/ 31 July 1998

Sam wants to play it again

John Grobler

The South West African People’s Organisation (Swapo) leadership is expected to propose amending the Namibian Constitution this month to give President Sam Nujoma a third term of office.

The Constitution restricts the president to two terms, but at the Swapo extraordinary congress, set to take place at the end of August, party stalwarts hope to push through an endorsement of Nujoma’s quest for a third term.

The Swapo leadership has made it clear they will use their 72% majority in Parliament to amend the Constitution.
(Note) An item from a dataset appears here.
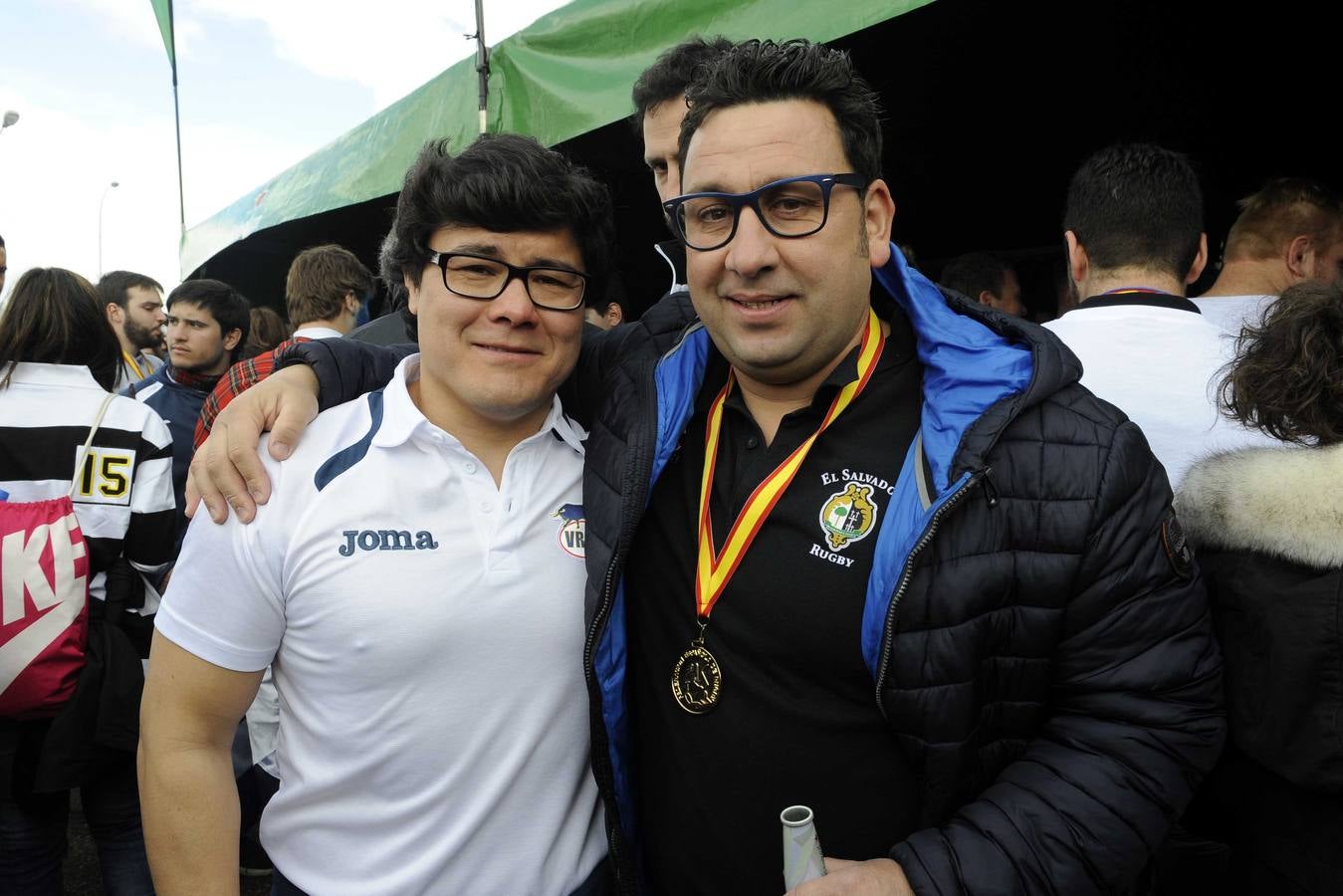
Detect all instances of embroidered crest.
[551,504,585,560]
[1162,511,1194,581]
[820,482,877,551]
Swapo secretary general Hifekepunye Pohamba says Nujoma was not directly elected in 1990, and this term should not count.

At Swapo’s 1997 congress, Nujoma’s quest for another term was endorsed, and public defiance by party members will probably result in expulsion. But public support for Nujoma has been less enthusiastic this time, especially from Minister of Trade and Industry Hidipo Hamutenya and Minister of Higher Education Nahas Angula.

A recent survey among Namibia’s young intellectuals indicated that the ruling party has all but lost them, and that they would vote for anyone but Swapo under the present leadership.

Nujoma has responded to this by aligning himself with calls from hardline unionists, like Ponhele ya France, for nationalisation of Namibia’s mines and confiscation of commercial farmland without compensation. These measures would be illegal under the Constitution.

Nujoma has warned Namibia’s mostly white farmers that he will increase agricultural taxes unless they support his land reform programmes. In reality, this is something that neither the government nor the farmers can afford. Most absentee land-owners are Germans, and the government has signed a protection-of-investment agreement with the German government that guarantees market- related pay-outs for any property the government seizes.

Of late, Nujoma has also been ardently soliciting support among the less-educated Swapo supporters in northern, rural Namibia, where he recently lambasted foreigners “for creating ethnic division” among Namibians.

In particular, he lashed out at “Americans and Germans” for opposing his grandiose plans to construct a hydro-electric dam on the Cunene River in Koakoland, an area where Swapo has never enjoyed any significant political support.

Nujoma launched a virulent attack on the Legal Assistance Centre (LAC) for supporting the Epupa community, on whose land he would like to see the tallest dam in Africa built for R4,5-billion – roughly two-thirds of the national budget. Continuing support for this community could get these foreigners deported, Nujoma threatened.

The LAC wisely maintained a diplomatic silence. Support was, however, immediately forthcoming from a powerful friend: United States ambassador George F Ward publicly praised the LAC and promised more financial support for its work.

Nujoma’s extraordinary outburst against foreigners was seen as a measure of his frustration at objections by the powerful foreign donor community in Namibia to his amibitions.

Ostensibly, next month’s Swapo congress will debate and implement political reforms to “harmonise and streamline” party structures in line with proposals from a special committee. But the committee is headed by Foreign Minister Theo-Ben Gurirab and Hamutenya.

As Swapo’s foremost intellectual and self- avowed democrat, Gurirab is set to assume the revolving presidency of the United Nations General Assembly in 1999, where he would be hard-pressed to defend Nujoma’s unconstitutional actions.

But Nujoma’s strongest challenger may be Hamutenya, who represents the powerful Kwanyama faction within Swapo. The fact that he not been sidelined in five Cabinet reshuffles in eight years is seen as a measure of his power.

Swapo’s huge parliamentary majority may yet prove to be its undoing. Members of the National Council – more in touch with grassroots support than the members of the National Assembly – have protested against a top-heavy political structure that favours the old guard.

The editor of The Namibian newspaper, Gwen Lister, has suggested the issue of the third term can only be decided by secret parliamentary ballot. While she did not hold out much hope for a secret ballot at the Swapo congress, Lister wrote recently, prominent party members espoused different views in private than in public.

It was therefore incumbent upon the speaker of Namibia’s Parliament, Mose Tjitendero, to assure that any proposed constitutional changes be decided by secret ballot, Lister wrote.

It is, however, highly unlikely that Swapo would abide by calls for a secret ballot at its congress in Windhoek. But as Tjitendero is elected by the National Assembly, he may be democracy’s last hope in Namibia.